3. Add funds to your account if `InsufficientBalance` appears.
4. Delete unused databases/accounts to free quota:
   ```bash
   aliyun rds DeleteDatabase \
     --DBInstanceId <your-instance-id> \
     --DBName <unused-db>
   ```

**Verification**
- After quota adjustment or cleanup, retry the operation.
- Monitor **Billing Management** for payment confirmation.

### Problem 5: Network or Region Configuration Mismatch

**Symptoms**
- Error message: `InvalidVSwitchId.Mismatch`
- Error message: `RegionUnauthorized`
- Error message: `InvalidPrivateIpAddress.Mismatch`
- Behavior: VPC-related operations fail during instance creation or migration
- Context: Deploying across zones/VPCs without proper alignment

**Root Cause**
Network resources must align geographically and topologically:
- VSwitch must reside in the same zone as the RDS instance
- Private IP must belong to the VSwitch CIDR block
- User lacks permissions to create resources in the target region

**Solution**
1. Confirm zone compatibility:
   ```bash
   aliyun vpc DescribeVSwitches \
     --VpcId <your-vpc> \
     --ZoneId <target-zone>
   ```
2. Ensure private IP is within VSwitch range (e.g., VSwitch CIDR `192.168.0.0/24` → IP `192.168.0.10`).
3. Grant region access via **Resource Access Management (RAM)** if `RegionUnauthorized` occurs.
4. For VPC migration, verify no public connections exist (`PublicConnectionExists`).

**Verification**
- Successful VPC association or instance creation in target zone.
- Network connectivity test from ECS in same VPC.

## FAQ

**Q: How do I check if my RDS instance is healthy?**  
A: Use the `DescribeDBInstanceAttribute` API to verify `DBInstanceStatus` is `Running` and `LockMode` is `Unlock`. Monitor metrics like CPU, memory, and IOPS in the RDS console.

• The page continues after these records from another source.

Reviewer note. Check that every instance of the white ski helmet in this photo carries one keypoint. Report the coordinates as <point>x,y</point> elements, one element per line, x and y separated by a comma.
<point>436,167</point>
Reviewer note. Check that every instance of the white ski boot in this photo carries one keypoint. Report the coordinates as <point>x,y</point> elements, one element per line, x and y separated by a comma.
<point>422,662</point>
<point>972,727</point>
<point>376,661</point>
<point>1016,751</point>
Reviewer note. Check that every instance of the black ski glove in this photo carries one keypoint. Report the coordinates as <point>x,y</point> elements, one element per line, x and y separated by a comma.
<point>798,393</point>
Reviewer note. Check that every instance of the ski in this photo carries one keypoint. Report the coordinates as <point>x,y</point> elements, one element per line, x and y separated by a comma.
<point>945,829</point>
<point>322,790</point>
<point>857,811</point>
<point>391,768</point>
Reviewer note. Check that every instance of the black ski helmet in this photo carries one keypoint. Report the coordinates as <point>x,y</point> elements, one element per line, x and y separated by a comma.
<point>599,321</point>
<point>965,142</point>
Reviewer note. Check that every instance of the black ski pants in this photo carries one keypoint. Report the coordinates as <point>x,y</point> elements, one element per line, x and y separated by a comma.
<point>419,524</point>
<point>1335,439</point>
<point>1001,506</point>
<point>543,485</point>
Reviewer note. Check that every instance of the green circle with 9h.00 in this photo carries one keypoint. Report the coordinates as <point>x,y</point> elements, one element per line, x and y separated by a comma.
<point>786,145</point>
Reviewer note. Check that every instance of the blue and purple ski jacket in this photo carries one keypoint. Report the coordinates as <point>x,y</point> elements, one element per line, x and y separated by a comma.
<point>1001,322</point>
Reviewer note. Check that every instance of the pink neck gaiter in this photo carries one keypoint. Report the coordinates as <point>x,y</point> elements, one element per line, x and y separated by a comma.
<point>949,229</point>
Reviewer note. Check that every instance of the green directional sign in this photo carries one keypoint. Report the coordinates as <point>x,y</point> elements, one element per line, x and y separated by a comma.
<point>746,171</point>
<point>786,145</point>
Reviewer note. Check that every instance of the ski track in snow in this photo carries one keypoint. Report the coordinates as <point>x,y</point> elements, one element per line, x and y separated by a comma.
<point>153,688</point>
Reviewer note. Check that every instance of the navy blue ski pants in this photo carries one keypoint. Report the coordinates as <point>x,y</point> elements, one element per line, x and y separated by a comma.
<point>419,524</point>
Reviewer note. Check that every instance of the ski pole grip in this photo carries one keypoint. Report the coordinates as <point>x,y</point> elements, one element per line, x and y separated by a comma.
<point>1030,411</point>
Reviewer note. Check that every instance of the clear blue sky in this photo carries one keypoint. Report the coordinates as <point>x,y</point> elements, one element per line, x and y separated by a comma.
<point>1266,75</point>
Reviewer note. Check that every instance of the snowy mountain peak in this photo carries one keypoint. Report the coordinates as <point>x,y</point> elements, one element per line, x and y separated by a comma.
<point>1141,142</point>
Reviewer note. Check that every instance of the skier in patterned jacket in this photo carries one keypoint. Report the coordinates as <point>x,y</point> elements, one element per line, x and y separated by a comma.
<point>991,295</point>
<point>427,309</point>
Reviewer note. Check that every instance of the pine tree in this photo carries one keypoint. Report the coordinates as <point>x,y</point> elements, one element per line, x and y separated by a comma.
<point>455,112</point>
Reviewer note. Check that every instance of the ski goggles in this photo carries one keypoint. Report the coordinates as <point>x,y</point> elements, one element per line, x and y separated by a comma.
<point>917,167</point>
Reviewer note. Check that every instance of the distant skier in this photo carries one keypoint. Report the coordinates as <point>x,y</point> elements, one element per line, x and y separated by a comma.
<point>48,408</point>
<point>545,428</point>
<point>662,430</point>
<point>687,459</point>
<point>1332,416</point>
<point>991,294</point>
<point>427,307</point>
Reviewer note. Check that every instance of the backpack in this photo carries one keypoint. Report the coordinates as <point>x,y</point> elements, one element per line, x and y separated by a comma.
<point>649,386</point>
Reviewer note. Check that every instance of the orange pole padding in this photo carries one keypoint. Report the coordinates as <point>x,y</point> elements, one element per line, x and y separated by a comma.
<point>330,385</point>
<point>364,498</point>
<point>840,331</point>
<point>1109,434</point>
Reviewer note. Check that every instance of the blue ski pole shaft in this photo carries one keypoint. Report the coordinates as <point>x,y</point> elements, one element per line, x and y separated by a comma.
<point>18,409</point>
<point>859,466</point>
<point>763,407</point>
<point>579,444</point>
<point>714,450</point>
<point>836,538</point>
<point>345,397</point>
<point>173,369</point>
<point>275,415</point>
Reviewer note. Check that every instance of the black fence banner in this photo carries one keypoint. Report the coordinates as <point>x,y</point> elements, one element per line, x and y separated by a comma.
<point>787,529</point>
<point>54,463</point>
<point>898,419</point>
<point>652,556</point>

**Q: What permissions are needed to manage RDS instances via API?**  
A: The RAM user requires policies such as `AliyunRDSFullAccess` for full control or custom policies granting specific actions (e.g., `rds:DescribeDBInstances`, `rds:ModifyDBInstanceSpec`).

**Q: How do I enable debug logging for API requests?**  
A: Use the Alibaba Cloud CLI with `--debug` flag:
```bash
aliyun rds DescribeDBInstances --RegionId cn-hangzhou --debug
```
This outputs full request/response headers and bodies for diagnosis.

**Q: What are common causes of timeout errors during large operations?**  
A: Timeouts typically occur during large backups, imports, or storage scaling. Ensure your client timeout setting exceeds the operation’s expected duration (e.g., 30+ minutes for TB-scale data).

**Q: How do I roll back a failed instance modification?**  
A: Most modifications (e.g., spec changes) are atomic and automatically rolled back on failure. For parameter changes, revert to a previous configuration template via **RDS Console > Parameters > Apply Historical Template**.